In this guest post, CEO of content marketing agency Edge, Fergus Stoddart (pictured below), says brands would do well to play on their customer’s loyal tribalism…
Normally over Christmas, any downtime is spent asleep on the sofa, mildly lubricated with a belly full. This year, with the Ashes in the background, I managed to stay awake long enough to read Seth Godin’s Tribes: We need you to lead us. I was few years late (as ever) but Godin is always ahead of his time and tribal marketing has never been more relevant.
For millions of years people have been part of tribes. Whether these groups are built around work, a passion, religion, ethnicity or politics we all need to belong to a collective larger than ourselves. Some people hate the notion, but it’s true.
Godin believes that all tribes share three components: a group of people, a common cause and at least one leader who represents and organises the tribe.
All around us, there are tribes yearning for leadership. Our job as brand marketers is to create tribal leadership around a cause that we can clearly be identified with.
The most important feature here is the shared cause that can turn tribe members into driven believers not merely followers. Those people make the cause their own, they internalise it and become self-motivated to advocate for that cause.
Godin’s book made me reflect on one of our successes with Nulon Oil in 2017.
Nowadays with technology and laziness, in my case, there’s few of us motorists who take pleasure from getting under the hood to change their own oil. In fact, just 15% of car owners do any DIY engine work themselves – just under 2.5 million Aussie consumers.
But our research showed that these drivers are die-hard car lovers. They tinker, modify and race. They live for it. We identified a tribe of what we called “Modifinkers” whose shared cause was their passion for their car and its performance. They aren’t like the rest of us whose groins don’t strain with the smell of oil or the growl of an engine, these guys and girls were ‘Born This Way’. They can’t help it.
Nulon shared that passion, so we set about leading and connecting this tribe. We launched with a ‘Born This Way’ branded content film then continued with a series of mini-documentaries covering real enthusiasts and how they are ‘born this way’. The success has blown us away.

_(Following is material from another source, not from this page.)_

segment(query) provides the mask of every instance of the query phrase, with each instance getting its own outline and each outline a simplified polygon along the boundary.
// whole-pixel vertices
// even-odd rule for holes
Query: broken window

The 24 films in the series have had a total of 5,854,563 video views and 78,200 engagements (likes, shares comments). The series reached 2.47 million unique Australians – that’s 100 per cent of our target audience – putting the Nulon brand in front of every potential car-loving customer.
Since the launch of the campaign, sales of Nulon’s Synthetic Semi-Diesel Oil have increased in volume by 36 per cent, and sales of Nulon’s Full Synthetic Oil has increased in volume by 48 per cent.
One of the keys, and Godin agreed with this, is that it needs to scream of newness, and allow for people to be directly engaged in the movement. Fundamentally, a meaningful cause scratches an itch that hasn’t been sufficiently scratched yet. The oil industry has been traditionally dominated by big corporate players like Shell, Caltex, Penright. Yet here came a lesser-known brand with a new “real” mantra.
It shows that the cause of a tribe can be anything from environmental justice, a political campaign or a group of car enthusiasts who believe in the superiority of their beloved oil brand.
The Born This Way narrative told the story, shared the passion and created the connection between the leader (Nulon) and the tribe and among the tribe members; and it gave them something to dream about and something to do.
Interestingly a tribe’s influence is no longer directly correlated to its size but to the intensity of the passion and depth. The passion of Nulon’s following now they are connected is fascinating to see. That passion creates real sustainable growth driven by the people who truly love your cause, advocate your values – and beat the social media drum for you.
Creating a movement is about organising an existing yearning into a way that tribe members can connect with each other, and form a movement under your leadership. We crowdsourced our Modifiers series stories from the tribe. We gave them a platform to share the stories of their suped up beasts, their Japanese XXX or the Aussie muscle car.
People need to be able to communicate intensely about their shared cause. This means that communication can’t just be vertical – between you (the leader) and the individual tribe members – more importantly, it must be horizontal, between tribe members.
Our job now is to continue to tighten the tribe bringing members closer together by facilitating communication and tightening their common bond. To create a feeling of cohesion, Godin talks about developing a culture of insiders – which inevitably excludes others. This allows the tribe to differentiate itself from other tribes, and creates a stronger sense of internal identification. Think Apple and its secrecy with new launches.
With Nulon, their own petrol head events like The Nulon National Series allow us to create exclusive money-can’t-buy moments where the tribe can mingle and bond over their cause, safe in the knowledge they have a new leader.